In 2012, a New York Times article titled Woman Ironing ‘One of [Guggenheim museum’s] The most expensive property

A section of the lawsuit reads: “Thanhauser was buying similar masterpieces from other German Jews who were fleeing Germany and profiting from their misfortune.

According to the paper, Tannhauser was well aware of the plight of Adler and his family, and that, in the absence of Nazi persecution, Adler would never have sold the painting when he did at that price.

Rosie Adler died in 1946 in Buenos Aires and Karl died at the age of 85 in 1957 while returning to Germany. It has taken so far for the family to realize that they can try to get the painting back.

The lawsuit cites the Holocaust Art Recovery Act of 2016 as the legal basis for returning the painting.

According to Guggenheim’s website, Picasso “imbued his subject matter with a poetic, almost spiritual presence, making them a metaphor for the tragedies of the working poor”.

Picasso painted the work in 1904 at the age of 22.

The New York Times reported in 1978 that Woman Ironing was given to the Guggenheim along with Van Gogh's Mountains in Saint-Remy, Manet's Woman Before a Mirror and two paintings by Renoir.

The New York Times reported in 1978 that Woman Ironing was given to the Guggenheim along with Van Gogh’s Mountains in Saint-Remy, Manet’s Woman Before a Mirror and two paintings by Renoir.

New York times She reported in 1978 that Woman Ironing was given to the Guggenheim along with Van Gogh’s Mountains in Saint‐Remy, Manet’s Woman Before a Mirror and two paintings by Renoir.

The piece refers to the “Ironing Woman” show in Munich in 1913 in what was the first public retrospective of Picasso’s work.

The article also refers to Thanhauser’s art collecting around the time of the rise of Nazism as a “heroic period”.

The painting suffered significant damage in 1952 when it was on temporary display in Paris when a thief attempted to cut it from its frame. He did not get the painting but the canvas needed lengthy repairs.

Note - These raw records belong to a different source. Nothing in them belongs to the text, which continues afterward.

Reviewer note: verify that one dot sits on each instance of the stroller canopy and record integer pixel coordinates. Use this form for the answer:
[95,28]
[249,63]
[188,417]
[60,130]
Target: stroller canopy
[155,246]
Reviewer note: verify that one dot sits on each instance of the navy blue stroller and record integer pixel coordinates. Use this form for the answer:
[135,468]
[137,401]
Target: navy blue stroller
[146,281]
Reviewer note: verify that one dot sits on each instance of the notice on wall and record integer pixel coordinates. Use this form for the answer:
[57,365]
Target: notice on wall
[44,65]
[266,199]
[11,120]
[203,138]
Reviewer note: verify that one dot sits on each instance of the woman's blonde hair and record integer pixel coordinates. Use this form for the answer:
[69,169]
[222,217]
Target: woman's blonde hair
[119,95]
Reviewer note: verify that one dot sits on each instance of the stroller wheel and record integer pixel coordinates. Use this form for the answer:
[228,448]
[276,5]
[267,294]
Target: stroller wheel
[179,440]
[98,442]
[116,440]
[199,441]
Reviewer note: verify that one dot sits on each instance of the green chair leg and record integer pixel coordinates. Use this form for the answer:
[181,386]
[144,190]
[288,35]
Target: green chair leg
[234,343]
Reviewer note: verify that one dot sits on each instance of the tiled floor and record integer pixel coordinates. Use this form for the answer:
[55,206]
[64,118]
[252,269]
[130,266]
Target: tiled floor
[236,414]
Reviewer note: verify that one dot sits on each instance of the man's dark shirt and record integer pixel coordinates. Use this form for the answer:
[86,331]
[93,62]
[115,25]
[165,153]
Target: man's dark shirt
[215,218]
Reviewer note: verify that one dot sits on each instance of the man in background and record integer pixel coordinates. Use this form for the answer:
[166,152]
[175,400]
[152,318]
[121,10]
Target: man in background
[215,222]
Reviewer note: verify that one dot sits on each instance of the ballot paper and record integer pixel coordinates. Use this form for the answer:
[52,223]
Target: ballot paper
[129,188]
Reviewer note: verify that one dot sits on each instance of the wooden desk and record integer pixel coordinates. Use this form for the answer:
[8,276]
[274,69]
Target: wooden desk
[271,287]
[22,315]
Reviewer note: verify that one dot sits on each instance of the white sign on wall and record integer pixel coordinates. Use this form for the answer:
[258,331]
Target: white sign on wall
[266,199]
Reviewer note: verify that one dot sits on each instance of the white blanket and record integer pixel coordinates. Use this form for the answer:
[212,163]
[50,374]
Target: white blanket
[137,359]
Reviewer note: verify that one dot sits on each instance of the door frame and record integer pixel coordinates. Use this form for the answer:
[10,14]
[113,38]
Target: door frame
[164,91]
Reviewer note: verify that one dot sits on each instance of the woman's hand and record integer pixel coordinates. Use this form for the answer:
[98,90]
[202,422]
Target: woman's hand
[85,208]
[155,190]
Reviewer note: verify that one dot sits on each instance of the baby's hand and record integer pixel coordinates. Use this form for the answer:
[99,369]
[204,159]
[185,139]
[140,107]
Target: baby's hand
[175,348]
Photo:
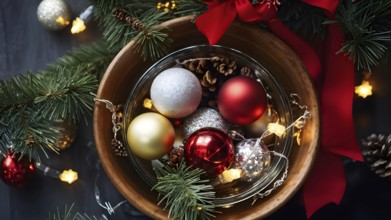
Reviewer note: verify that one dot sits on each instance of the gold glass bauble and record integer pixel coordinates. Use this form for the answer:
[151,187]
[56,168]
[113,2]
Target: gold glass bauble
[150,136]
[53,14]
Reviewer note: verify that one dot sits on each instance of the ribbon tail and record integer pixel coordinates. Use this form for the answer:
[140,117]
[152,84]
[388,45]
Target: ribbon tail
[246,11]
[329,5]
[216,21]
[303,50]
[325,184]
[338,134]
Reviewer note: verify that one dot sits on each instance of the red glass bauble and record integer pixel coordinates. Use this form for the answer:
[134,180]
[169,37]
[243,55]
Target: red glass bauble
[242,100]
[209,149]
[16,171]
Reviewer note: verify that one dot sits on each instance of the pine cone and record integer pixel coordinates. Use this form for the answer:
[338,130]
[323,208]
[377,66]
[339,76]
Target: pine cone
[209,81]
[198,66]
[246,71]
[119,14]
[378,154]
[223,65]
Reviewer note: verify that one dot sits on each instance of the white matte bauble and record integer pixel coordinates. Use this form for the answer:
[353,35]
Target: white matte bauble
[204,118]
[176,92]
[53,14]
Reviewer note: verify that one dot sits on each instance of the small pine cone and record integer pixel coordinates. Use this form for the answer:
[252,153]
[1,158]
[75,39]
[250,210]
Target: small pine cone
[176,155]
[223,65]
[246,71]
[198,66]
[213,104]
[377,153]
[119,14]
[209,81]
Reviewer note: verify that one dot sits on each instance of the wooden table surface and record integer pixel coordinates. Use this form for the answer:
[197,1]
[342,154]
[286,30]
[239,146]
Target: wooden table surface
[26,45]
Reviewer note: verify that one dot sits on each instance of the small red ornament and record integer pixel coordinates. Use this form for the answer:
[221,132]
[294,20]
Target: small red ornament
[16,171]
[209,149]
[242,100]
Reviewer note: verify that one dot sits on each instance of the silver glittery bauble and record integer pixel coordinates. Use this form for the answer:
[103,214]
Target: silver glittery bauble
[253,158]
[204,117]
[53,14]
[176,92]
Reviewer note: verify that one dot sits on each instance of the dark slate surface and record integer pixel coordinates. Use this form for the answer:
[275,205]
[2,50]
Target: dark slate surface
[25,45]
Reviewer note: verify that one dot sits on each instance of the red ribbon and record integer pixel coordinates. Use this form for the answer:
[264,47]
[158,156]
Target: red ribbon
[326,183]
[217,19]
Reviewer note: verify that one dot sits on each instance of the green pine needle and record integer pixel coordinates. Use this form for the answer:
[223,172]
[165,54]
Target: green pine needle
[186,195]
[68,214]
[66,94]
[32,105]
[367,41]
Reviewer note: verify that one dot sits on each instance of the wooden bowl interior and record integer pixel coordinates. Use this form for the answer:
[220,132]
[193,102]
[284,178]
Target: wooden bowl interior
[272,53]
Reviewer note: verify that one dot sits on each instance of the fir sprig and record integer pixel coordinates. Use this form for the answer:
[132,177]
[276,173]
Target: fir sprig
[65,94]
[33,103]
[366,42]
[186,194]
[69,214]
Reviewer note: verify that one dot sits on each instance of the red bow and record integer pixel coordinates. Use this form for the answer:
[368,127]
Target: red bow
[326,183]
[217,19]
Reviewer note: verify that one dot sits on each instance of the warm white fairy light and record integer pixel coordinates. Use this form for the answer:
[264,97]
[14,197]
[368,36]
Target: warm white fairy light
[78,25]
[68,176]
[230,175]
[276,129]
[364,90]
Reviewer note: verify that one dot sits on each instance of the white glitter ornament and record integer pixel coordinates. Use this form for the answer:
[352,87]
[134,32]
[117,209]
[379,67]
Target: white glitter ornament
[53,14]
[202,118]
[253,158]
[176,92]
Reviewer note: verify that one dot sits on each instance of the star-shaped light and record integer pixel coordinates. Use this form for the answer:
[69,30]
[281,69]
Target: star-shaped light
[363,90]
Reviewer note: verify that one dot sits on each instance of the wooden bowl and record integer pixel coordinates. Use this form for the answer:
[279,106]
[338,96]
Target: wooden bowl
[273,54]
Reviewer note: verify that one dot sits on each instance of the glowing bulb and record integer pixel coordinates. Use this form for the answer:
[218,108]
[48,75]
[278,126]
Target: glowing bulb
[62,21]
[148,103]
[363,90]
[230,175]
[297,134]
[68,176]
[276,129]
[77,26]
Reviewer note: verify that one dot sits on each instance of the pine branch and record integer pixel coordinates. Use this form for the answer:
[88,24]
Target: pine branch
[367,28]
[65,94]
[68,214]
[34,103]
[185,193]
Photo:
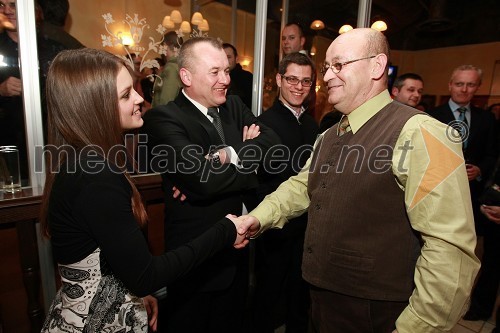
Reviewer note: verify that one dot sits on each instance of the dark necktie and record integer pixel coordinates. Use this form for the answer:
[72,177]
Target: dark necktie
[344,126]
[212,112]
[464,126]
[461,115]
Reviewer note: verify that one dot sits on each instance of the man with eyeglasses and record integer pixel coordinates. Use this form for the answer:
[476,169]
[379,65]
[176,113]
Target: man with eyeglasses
[408,88]
[390,239]
[480,148]
[12,126]
[477,129]
[279,252]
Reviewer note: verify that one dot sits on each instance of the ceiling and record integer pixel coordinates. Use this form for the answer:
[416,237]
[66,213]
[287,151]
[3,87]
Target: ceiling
[413,24]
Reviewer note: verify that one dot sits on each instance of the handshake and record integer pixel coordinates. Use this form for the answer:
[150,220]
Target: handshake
[246,227]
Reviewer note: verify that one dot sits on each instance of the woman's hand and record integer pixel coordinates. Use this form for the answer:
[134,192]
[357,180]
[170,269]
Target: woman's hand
[151,305]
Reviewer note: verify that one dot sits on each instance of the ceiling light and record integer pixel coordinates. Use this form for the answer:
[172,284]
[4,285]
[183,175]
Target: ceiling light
[185,27]
[176,16]
[379,25]
[167,23]
[345,28]
[317,25]
[197,18]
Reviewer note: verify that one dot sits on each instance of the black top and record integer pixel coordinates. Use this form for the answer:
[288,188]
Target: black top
[90,209]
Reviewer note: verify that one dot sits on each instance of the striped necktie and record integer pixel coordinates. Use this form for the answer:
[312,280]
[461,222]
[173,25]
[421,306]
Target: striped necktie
[212,112]
[464,125]
[344,126]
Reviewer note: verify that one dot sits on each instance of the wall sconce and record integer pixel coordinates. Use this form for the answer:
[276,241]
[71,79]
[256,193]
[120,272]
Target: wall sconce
[167,23]
[379,25]
[203,26]
[317,25]
[245,60]
[175,16]
[125,38]
[345,28]
[313,50]
[197,18]
[131,38]
[185,27]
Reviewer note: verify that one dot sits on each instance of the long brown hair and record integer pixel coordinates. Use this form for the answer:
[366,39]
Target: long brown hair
[83,111]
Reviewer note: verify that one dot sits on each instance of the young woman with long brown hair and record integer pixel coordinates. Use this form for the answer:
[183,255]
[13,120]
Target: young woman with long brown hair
[91,209]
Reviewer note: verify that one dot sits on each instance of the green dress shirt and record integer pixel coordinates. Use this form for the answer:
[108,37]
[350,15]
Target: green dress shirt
[428,166]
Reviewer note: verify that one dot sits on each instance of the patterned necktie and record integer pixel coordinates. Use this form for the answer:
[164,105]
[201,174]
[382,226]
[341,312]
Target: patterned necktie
[344,126]
[464,125]
[461,115]
[212,112]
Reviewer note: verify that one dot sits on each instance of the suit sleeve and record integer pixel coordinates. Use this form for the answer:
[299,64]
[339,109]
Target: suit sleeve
[173,150]
[251,152]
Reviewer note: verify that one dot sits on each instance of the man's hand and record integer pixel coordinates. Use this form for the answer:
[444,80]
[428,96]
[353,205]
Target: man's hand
[473,171]
[5,23]
[250,132]
[249,225]
[241,240]
[492,213]
[151,305]
[11,87]
[178,194]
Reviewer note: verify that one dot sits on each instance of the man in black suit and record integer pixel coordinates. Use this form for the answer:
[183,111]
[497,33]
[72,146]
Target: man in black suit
[282,296]
[477,131]
[206,173]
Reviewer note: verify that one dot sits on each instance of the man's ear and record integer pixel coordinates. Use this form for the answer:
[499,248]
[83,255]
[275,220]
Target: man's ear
[379,65]
[278,80]
[185,76]
[394,91]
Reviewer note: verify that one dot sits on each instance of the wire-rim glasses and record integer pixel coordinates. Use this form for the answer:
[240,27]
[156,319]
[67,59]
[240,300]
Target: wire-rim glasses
[11,5]
[337,66]
[307,82]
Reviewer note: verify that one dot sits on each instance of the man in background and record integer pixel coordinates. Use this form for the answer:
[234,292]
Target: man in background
[12,125]
[241,80]
[281,293]
[292,39]
[407,89]
[211,145]
[477,129]
[389,243]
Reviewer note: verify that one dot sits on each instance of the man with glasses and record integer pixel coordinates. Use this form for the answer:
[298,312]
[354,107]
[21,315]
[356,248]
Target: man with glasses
[389,243]
[480,147]
[279,252]
[12,126]
[408,88]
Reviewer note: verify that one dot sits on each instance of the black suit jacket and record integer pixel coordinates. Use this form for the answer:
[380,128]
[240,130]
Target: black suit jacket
[481,150]
[180,136]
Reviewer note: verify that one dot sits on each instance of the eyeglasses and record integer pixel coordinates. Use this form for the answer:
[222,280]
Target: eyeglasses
[307,82]
[462,84]
[337,67]
[11,5]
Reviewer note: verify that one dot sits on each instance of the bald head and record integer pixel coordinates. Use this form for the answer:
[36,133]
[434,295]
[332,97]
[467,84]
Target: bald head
[357,64]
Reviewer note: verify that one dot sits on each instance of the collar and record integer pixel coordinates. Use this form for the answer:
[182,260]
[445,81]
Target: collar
[200,107]
[295,113]
[454,106]
[359,116]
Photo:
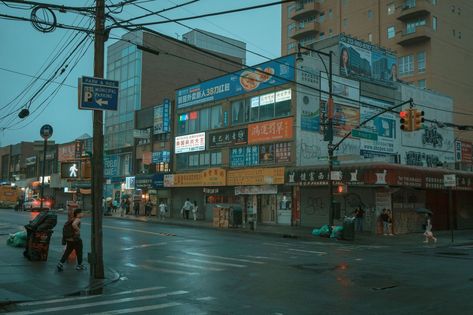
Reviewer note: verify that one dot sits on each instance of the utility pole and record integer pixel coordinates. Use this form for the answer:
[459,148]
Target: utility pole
[96,257]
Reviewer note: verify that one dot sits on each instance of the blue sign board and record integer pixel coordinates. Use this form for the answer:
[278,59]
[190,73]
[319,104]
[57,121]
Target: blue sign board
[110,165]
[98,94]
[262,76]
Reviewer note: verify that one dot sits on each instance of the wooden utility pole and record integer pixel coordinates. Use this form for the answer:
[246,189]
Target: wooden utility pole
[96,257]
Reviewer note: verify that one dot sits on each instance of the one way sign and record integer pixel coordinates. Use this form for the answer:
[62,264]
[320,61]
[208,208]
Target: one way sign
[98,94]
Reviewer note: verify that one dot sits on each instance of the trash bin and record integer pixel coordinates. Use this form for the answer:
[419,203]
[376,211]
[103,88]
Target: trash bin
[348,232]
[38,236]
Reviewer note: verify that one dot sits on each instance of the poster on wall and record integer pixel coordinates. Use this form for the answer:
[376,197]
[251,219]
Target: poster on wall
[359,59]
[384,126]
[265,75]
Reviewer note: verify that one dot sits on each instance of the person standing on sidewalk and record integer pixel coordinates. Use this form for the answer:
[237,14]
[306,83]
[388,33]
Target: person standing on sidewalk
[73,241]
[187,208]
[359,214]
[162,210]
[428,229]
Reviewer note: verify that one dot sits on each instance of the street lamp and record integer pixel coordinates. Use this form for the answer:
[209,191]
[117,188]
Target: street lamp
[329,130]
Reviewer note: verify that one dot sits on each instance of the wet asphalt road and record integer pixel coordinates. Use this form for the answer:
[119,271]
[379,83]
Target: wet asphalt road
[182,270]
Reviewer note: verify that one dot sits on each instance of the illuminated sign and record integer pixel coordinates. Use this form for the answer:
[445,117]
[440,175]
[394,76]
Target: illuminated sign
[190,143]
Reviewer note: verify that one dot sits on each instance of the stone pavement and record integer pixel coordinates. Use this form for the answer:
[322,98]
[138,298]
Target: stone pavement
[24,280]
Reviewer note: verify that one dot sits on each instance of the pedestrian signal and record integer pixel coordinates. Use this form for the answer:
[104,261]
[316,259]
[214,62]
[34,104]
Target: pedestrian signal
[341,189]
[406,120]
[418,119]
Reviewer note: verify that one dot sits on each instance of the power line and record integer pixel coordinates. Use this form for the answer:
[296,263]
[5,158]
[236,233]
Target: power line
[212,14]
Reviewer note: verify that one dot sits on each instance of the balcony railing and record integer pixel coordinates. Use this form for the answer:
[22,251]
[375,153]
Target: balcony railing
[308,29]
[414,10]
[413,37]
[306,10]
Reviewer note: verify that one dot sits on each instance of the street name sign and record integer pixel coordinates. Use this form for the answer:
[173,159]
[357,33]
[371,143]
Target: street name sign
[357,133]
[98,94]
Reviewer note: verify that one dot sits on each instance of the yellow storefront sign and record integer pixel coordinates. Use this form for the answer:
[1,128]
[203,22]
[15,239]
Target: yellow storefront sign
[256,176]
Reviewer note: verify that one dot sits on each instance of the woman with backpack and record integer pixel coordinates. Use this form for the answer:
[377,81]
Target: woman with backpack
[71,238]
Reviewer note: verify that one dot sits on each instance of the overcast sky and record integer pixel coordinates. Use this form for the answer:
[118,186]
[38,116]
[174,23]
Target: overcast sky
[26,51]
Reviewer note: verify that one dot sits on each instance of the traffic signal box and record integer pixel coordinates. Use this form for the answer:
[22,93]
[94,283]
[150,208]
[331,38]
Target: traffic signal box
[418,119]
[406,119]
[341,189]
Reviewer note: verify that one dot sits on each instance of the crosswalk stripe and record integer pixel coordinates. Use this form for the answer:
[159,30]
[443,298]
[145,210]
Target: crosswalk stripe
[185,265]
[80,298]
[216,263]
[138,309]
[180,272]
[85,305]
[227,258]
[144,246]
[308,251]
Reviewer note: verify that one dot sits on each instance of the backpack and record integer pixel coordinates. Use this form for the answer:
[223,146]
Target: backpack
[67,230]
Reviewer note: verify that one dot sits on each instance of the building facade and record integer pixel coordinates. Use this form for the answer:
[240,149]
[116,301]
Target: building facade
[258,142]
[147,79]
[421,32]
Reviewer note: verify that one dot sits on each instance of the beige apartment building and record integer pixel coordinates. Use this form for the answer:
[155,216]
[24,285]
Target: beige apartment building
[433,39]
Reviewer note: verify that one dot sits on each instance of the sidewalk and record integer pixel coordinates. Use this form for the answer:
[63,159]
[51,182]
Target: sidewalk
[23,280]
[461,237]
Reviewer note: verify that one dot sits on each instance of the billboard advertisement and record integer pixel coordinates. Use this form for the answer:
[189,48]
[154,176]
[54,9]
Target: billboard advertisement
[161,118]
[384,126]
[359,59]
[190,143]
[262,76]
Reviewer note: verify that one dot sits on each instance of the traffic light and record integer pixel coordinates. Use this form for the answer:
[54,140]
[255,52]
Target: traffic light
[406,119]
[418,119]
[341,189]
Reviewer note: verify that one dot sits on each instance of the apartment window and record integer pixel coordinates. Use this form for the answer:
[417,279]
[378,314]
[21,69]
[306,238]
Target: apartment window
[290,27]
[406,65]
[421,62]
[411,26]
[290,9]
[391,32]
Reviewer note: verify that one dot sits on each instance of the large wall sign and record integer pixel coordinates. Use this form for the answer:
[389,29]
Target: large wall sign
[268,74]
[272,130]
[362,60]
[190,143]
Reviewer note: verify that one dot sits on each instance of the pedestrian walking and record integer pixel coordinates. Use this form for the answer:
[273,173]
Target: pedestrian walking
[359,214]
[148,208]
[71,238]
[186,208]
[194,210]
[136,208]
[387,222]
[428,229]
[163,208]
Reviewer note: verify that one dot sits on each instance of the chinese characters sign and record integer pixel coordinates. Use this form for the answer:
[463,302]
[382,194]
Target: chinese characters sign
[268,74]
[190,143]
[273,130]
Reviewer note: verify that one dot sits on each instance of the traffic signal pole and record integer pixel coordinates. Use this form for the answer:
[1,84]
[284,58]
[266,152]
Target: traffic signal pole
[96,255]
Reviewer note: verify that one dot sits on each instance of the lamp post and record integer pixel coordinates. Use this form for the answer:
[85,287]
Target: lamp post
[329,130]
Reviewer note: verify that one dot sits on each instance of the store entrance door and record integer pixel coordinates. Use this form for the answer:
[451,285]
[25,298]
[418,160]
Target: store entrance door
[268,208]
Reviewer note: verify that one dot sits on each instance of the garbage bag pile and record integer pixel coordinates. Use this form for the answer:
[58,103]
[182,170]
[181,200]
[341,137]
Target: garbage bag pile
[17,239]
[327,231]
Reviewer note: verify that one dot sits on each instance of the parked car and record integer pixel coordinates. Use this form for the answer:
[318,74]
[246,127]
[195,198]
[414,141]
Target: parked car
[34,204]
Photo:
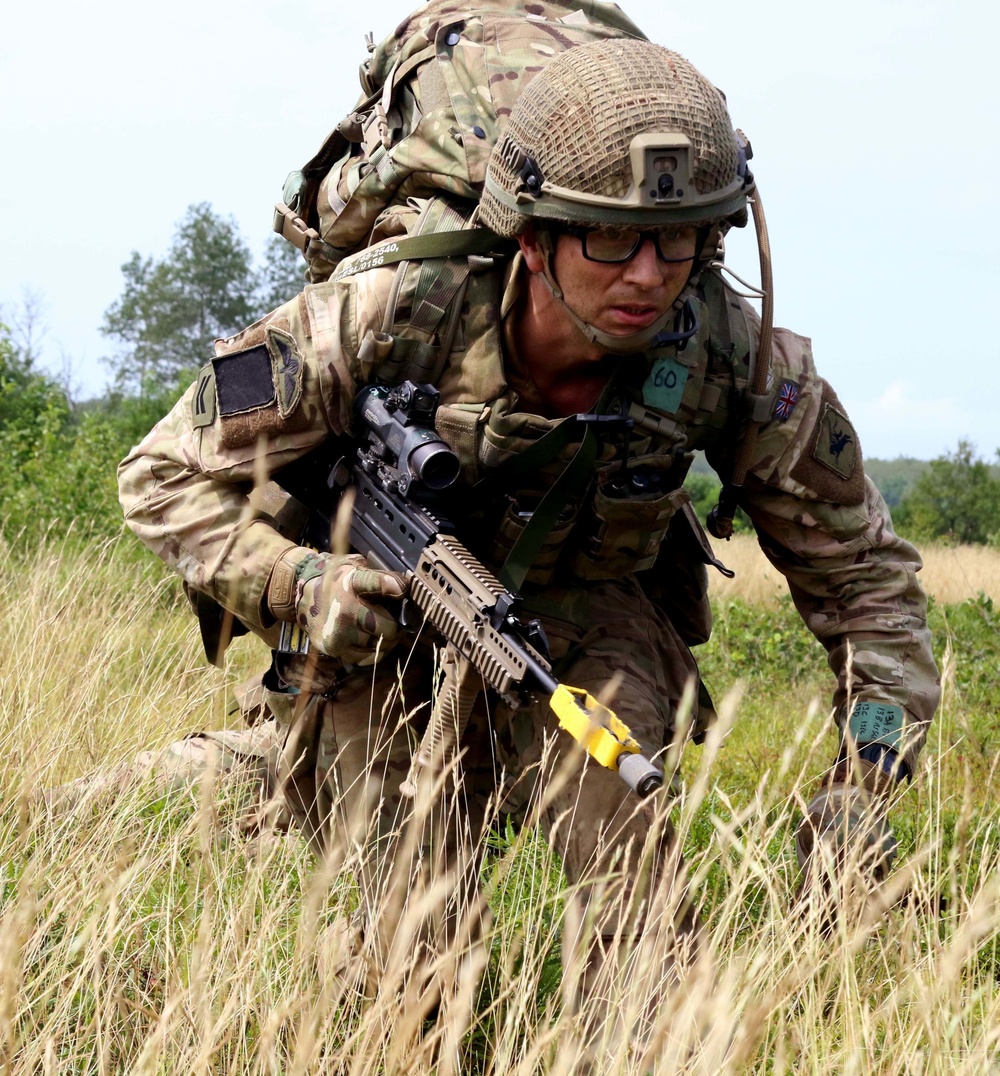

In 2009, a similar claim was made against New York museums in connection with Picasso’s works Boy Leading a Horse and Le Moulin de la Galette, both of which were owned by Thannhauser and whose original owners wanted them back.

Eventually, an agreement was reached to allow Boy Leading to Horse to stay at the Museum of Modern Art and Le Moulin de la Galette to stay at the Guggenheim.

In the past, courts have ordered that artwork looted from the Nazis be returned to the heirs of the former Jewish owners.